Mitsotakis stormed to victory in July with a business-friendly, but level-headed economic program. That was already a small revolution. In 2015, Greece picked Alexis Tsipras of the left-wing Syriza as prime minister, in spite of his impossible promise of reworking the terms of Greece’s third bailout package. When Tsipras failed to deliver -- forcing a new, unnecessary recession on his country -- voters backed him again. It’s encouraging to see a nation that experienced populism choosing to reject it.
The new prime minister has vowed to relaunch Greece’s economy by attracting foreign money. The country’s savings ratio is low, so it needs to look abroad for capital to support hiring and investment. Mitsotakis has capped government spending and used the savings to cut corporation tax from 28 percent to 24 percent, while also reducing dividend taxes. These are traditional right-of-center gambits to foster growth, but they’re also part of showing the world that Greece has really changed. Athens still wants to convince its international creditors to lower its fiscal targets, but only after proving that its economic strategy is actually producing.
The government is pressing ahead too with unpopular reforms. It wants to change the country’s byzantine insolvency regime, which make it harder for creditors to repossess collateral. This is essential to letting banks reduce their mountain of bad loans -- now exceeding 40 percent of total loans, according to Bank of Greece data. Athens also intends to reform housing tax to raise more revenue from valuable houses that have been treated as farm land.

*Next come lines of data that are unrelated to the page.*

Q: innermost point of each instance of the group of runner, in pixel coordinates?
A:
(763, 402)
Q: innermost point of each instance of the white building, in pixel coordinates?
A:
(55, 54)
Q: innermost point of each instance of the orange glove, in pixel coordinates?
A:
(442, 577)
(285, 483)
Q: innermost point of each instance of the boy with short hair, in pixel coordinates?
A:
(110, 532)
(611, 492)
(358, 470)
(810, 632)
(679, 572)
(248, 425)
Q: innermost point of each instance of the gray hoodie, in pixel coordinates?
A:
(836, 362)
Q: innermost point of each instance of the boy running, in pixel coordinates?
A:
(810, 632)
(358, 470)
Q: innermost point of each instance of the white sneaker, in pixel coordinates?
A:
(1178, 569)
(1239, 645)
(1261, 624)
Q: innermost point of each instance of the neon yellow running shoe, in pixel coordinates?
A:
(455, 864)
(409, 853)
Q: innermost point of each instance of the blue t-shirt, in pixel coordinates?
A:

Such reforms are bound to create discontent among people who are evicted or who’ll pay higher taxes. Yet the government believes it can count on voter backing: Mitsotakis won a majority in the election, and support for his New Democracy party remains high.
The prime minister isn’t immune to populist flights of fancy himself. He’s talking of a 4 percent growth rate for 2021, which even some advisers concede is wildly optimistic. He has also set a target of 100 billion euros ($110 billion) in foreign direct investment within four years.
In fairness, some privatization programs, including the sale of a 30 percent stake in Athens International Airport, are attracting heavy foreign interest. The Hellenikon Project, a sweeping regeneration program on the land of the former Athens airport, is also back on track after being blocked by Tsipras’s administration. Still, Greece attracted just 10 billion euros of net foreign investment between 2015 and 2018, according to Bank of Greece figures, so the new target is extremely ambitious
While in opposition, Mitsotakis opposed one of Tsipras’s rare political achievements: a peace agreement with North Macedonia. He now says he’ll respect the deal, and that he will lobby the European Union to reopen the neighboring country’s EU accession talks. These stalled after opposition from France’s president Emmanuel Macron.
Greece could do with more of this pragmatism. For the past four years it has been stuck in a pointless ideological dispute between Syriza and its opponents, which has poisoned politics and delayed recovery. A dose of management consultant neutrality should be an easier sell to investors. Now it’s up to Mitsotakis to turn his McKinsey-style slides into something lasting for the Greek people.
Ferdinando Giugliano writes columns on European economics for Bloomberg Opinion. -- Ed.